Using the 3-Act Structure: Adjusting Expectations
Most writers use a 3-act structure and for good reason. It works.
- Act 1:
25% of the length, sets up the story conflict and ends when the main character (MC) commits to doing something about the conflict.
- Act 2:
50% of the length, develops and deepens the conflict and ends when the main character begins to make a last, heroic effort to solve the problem.
- Act 3:
25% of length, is the last attempt to solve the problem and eventually ends in either success or failure (tragedy).
Somehow, in all the revisions, the structure has become top-heavy. Skimming those chapters or laying them out in a shrunken manuscript revealed that several scenes repeated; there was escalation with each repetition, so it wasn’t all bad. Still, I wondered if I could cut a considerable chunk from the first section.
Today, I cut 2000 words! Hurrah!
But, with a sinking feeling, I realized that it is still top-heavy. Could I stand to cut another 8000 words? Probably not. That would gut too much of the emotion and story.
Restructure the 3 Acts
The only answer then, is that I must restructure the story, must think about it differently, set it up differently. Fortunately, there are 29 plot variations or plot templates and at least three types of character arcs. Will one of those work?
As is, it’s set up as a quest: now in a quest, there should be character growth and often what the character sets out to discover is not what they need, not what they find. But it’s that definitely stepping into a “new world” that is bothering me in this story. The new world can’t be the fantasy world they find in the story because that now comes at about halfway through the story.

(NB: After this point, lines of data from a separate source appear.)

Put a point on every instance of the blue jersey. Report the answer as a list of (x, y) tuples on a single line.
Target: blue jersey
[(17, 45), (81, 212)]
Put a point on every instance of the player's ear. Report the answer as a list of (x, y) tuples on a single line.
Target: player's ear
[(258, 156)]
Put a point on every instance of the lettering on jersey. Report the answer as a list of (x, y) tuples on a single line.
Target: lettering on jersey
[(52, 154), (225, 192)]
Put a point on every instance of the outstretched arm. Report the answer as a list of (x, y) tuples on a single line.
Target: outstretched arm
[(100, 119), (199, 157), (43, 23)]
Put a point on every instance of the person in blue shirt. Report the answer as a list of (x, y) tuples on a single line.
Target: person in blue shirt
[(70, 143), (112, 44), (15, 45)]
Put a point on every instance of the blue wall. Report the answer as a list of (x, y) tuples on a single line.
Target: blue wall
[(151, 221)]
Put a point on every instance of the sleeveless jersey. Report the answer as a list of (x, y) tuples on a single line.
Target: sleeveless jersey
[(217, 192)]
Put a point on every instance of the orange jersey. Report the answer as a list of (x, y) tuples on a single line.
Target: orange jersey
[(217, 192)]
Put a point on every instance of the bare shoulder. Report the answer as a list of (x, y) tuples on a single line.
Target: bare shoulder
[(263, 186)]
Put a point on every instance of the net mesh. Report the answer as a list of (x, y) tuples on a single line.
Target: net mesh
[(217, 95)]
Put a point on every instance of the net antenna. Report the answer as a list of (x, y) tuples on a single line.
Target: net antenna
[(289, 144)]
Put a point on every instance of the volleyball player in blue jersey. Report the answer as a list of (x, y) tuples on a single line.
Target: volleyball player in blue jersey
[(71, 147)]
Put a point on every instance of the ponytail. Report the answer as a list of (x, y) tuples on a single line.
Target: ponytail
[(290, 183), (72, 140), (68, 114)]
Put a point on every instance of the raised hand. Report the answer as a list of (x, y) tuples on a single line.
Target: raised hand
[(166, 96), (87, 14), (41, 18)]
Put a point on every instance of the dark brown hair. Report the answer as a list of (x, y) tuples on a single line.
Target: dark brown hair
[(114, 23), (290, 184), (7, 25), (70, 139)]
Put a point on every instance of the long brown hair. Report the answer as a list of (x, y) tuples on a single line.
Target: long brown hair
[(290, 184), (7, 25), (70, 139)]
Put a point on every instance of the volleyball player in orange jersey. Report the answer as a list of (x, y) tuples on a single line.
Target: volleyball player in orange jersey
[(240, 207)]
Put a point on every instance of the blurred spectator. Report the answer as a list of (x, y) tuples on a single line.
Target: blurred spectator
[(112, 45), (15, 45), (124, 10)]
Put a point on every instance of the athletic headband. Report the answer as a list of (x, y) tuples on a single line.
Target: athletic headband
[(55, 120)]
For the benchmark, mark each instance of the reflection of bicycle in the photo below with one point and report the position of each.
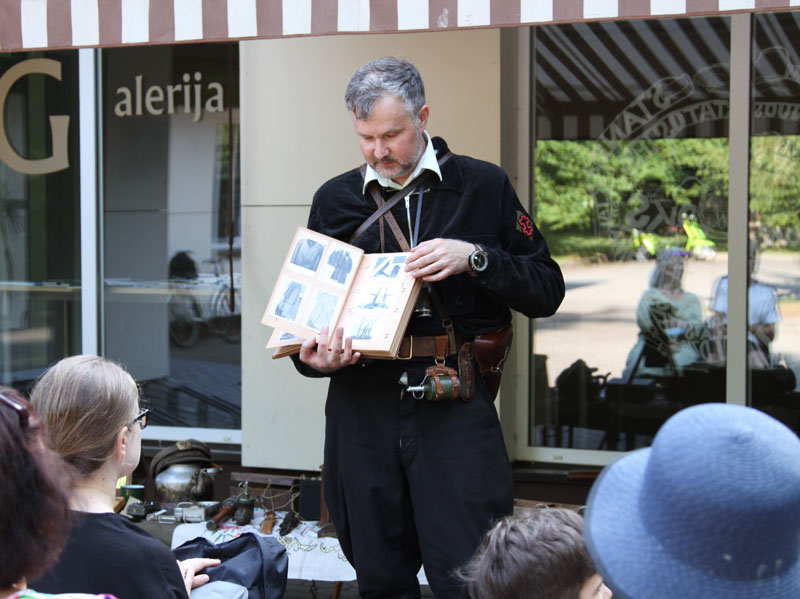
(204, 302)
(202, 299)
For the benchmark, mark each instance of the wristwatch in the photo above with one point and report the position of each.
(478, 260)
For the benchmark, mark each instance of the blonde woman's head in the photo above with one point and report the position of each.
(85, 402)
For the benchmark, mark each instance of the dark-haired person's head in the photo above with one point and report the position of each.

IF I consider this a story about maturation, and not a quest, then the current structure is very close. At page 21, out of 80 (single spaced, small font—just the way I like to work; I will reformat before I send it out), there is a first step of defiance of Father, a step into the world of adulthood, if you will. That’s about the 25% point and works perfectly. Likewise, the rest of the plot points fall into line.
Making this type shift is subtle: it’s not about the plot or actions, per se. Instead, it’s about setting up expectations in a reader’s mind. They intuitively understand this deep structure of dividing a story into acts, and subconsciously expect it to happen. If I set up the story, with subtle word changes, as a story of maturation, I think it will work. That crucial transition from Act 1 to Act 2 will be the move into the world of adulthood, of being responsible for your own actions, of defying parents and doing what you think is best. Act 2 will be the various problems encountered when you attempt to do things on your own, and Act 3 is the result of those actions.
My next task is to comb through the first twenty pages or so and make sure this structure is set up.
P.S. I’m still glad I cut those 2000 words. They were dead wood anyway.